Sebagaimana diketahui, proyek hilirisasi di Indonesia telah mulai dijalankansejak masa pemerintahan Presiden Jokowi. Pemerintah Jokowi melaksanakan program ini salah satunya dengan cara melarang ekspor bahan mentah untuk komoditas nikel dan konsentrat tembaga. Nikel harus diolah di dalam negeri terlebih dahulu, baru boleh diekspor ke luar negeri.
Pelaksanaan kebijakan larangan ekspor nikel ini diwarnai dengan gugatan Uni Eropa ke World Trade Organization (WTO). Terbaru, Kementerian Ketenagakerjaan Amerika Serikat menuding industri nikel di Indonesia diselimuti oleh dugaan adanya kerja paksa kepada Warga Negara Asing dari China.Menteri Energi dan Sumber Daya Mineral (ESDM) Bahlil Lahadalia dengan tegas membantah tudingan AS tersebut.
Sementara itu, Guru Besar Fakultas Ekonomi dan Bisnis Universitas Indonesia (FEB UI) Telisa Aulia Falianty menilai rencana hilirisasi yang dilakukan Prabowo sudah tepat. Dia mengatakan kebijakan ini justru harus diperluas ke komoditas-komoditas lain di luar hasil tambang.
“Kita tidak mungkin hilirisasinya hanya di tambang, harus mencari yang lain,” kata Telisa.
Dia mengatakan masih banyak komoditas lain yang dilakukan hilirisasi seperti sektor pangan. Thailand, kata dia,dapat dijadikan rujukan mengenai kisah sukses program hilirisasi produk pangan ini.
Menurut Telisa, hilirisasi pada produk pangan memiliki banyak kelebihan. Kendati secara nilai kecil. Dia menilai hilirisasi di sektor makanan cenderung lebih berkelanjutan dibandingkan tambang.
“Secara besaran tambang itu memang keliatan langsung gede. Kalau pangan kecil-kecil tapi sustain, kumulatif dan renewable,” kata dia.

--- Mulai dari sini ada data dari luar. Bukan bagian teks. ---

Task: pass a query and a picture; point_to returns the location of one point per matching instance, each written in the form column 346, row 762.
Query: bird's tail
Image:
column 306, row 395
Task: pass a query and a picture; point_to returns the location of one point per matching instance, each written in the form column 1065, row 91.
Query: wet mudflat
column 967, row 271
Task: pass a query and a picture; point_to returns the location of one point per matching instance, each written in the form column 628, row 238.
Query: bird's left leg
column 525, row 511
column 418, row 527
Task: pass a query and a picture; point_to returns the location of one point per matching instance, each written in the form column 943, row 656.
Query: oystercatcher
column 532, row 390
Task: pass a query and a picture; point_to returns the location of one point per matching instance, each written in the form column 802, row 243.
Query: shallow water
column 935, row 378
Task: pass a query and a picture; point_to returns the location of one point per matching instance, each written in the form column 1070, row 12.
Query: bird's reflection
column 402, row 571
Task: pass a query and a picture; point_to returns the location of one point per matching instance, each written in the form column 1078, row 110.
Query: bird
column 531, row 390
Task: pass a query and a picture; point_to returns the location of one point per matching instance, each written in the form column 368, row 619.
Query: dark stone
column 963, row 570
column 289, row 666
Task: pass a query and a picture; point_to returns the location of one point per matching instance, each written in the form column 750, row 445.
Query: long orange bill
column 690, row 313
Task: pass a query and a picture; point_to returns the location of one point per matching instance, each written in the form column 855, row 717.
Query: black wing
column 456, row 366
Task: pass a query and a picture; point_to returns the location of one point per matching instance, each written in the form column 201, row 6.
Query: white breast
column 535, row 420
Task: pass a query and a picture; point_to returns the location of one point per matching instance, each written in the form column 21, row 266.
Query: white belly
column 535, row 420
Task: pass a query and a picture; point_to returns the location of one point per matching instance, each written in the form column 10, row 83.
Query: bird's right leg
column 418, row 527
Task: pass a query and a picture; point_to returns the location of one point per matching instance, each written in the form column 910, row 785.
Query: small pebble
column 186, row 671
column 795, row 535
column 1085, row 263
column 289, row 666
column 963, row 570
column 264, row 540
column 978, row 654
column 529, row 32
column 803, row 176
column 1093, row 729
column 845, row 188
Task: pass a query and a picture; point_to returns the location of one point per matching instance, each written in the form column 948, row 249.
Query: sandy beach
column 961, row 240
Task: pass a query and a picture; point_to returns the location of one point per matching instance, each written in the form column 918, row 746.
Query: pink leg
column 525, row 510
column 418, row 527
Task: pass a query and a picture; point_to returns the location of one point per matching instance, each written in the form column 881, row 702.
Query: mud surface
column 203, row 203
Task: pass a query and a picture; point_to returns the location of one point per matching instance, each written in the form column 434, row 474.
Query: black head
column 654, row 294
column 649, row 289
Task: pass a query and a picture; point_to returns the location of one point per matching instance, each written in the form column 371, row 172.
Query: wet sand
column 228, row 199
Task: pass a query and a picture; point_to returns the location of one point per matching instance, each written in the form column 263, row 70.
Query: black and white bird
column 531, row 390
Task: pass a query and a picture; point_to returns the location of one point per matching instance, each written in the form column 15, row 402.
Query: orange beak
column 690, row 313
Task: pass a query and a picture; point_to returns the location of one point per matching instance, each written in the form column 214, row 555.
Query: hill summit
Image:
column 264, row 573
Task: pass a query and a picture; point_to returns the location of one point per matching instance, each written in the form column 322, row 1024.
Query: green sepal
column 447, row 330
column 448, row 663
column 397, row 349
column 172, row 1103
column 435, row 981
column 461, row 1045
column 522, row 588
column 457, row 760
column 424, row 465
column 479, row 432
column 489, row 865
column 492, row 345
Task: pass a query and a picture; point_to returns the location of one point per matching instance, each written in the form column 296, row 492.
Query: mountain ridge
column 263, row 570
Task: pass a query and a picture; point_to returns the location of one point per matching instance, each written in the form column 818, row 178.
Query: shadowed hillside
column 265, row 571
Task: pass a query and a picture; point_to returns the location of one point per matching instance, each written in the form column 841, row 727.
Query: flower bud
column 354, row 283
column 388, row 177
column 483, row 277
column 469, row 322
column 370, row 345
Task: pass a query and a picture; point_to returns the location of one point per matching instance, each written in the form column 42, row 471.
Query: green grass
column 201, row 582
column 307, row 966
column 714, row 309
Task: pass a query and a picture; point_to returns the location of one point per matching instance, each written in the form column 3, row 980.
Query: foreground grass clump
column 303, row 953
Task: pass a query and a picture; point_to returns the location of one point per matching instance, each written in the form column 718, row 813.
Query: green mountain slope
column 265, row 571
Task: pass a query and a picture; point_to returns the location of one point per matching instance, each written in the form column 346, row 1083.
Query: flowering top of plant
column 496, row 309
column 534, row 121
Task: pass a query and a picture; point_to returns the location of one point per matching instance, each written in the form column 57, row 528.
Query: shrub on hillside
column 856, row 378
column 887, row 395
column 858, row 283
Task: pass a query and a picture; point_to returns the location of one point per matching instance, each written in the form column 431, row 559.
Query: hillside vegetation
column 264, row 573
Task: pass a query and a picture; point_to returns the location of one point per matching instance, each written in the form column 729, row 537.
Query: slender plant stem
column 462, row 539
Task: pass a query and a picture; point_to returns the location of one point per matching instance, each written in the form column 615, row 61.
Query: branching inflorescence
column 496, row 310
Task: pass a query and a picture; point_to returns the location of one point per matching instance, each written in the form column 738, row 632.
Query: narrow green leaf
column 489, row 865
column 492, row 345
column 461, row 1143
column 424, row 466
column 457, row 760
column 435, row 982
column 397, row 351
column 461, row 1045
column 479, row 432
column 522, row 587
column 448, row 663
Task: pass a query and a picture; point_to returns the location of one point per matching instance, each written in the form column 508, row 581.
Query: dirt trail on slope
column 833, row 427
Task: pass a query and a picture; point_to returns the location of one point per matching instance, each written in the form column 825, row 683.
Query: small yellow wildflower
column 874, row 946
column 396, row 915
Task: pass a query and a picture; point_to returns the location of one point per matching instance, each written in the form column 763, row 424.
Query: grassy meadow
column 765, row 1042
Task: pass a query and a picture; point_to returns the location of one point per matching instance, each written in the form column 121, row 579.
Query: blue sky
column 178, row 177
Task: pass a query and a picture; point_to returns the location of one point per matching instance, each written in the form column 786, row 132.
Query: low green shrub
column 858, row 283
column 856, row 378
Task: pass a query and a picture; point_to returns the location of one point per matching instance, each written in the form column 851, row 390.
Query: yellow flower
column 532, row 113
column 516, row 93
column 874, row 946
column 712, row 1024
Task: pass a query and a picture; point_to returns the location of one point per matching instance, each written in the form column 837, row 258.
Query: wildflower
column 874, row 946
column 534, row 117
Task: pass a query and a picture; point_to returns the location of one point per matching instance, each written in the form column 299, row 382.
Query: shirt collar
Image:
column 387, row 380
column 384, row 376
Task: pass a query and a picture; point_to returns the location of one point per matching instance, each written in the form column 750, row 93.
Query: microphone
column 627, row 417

Selain pangan, Telisa menilai hilirisasi juga dapat dilakukan pada produk-produk manufaktur Indonesia, seperti otomotif dan elektronik. Produk-produk farmasi dan petrokimia, kata dia, juga menjanjikan untuk dihilirisasi.
“Butuh kajian lebih lanjut untuk memetakan potensi ini, itu tugasnya menteri-menteri yang sekarang untuk memetakan potensinya,” kata dia.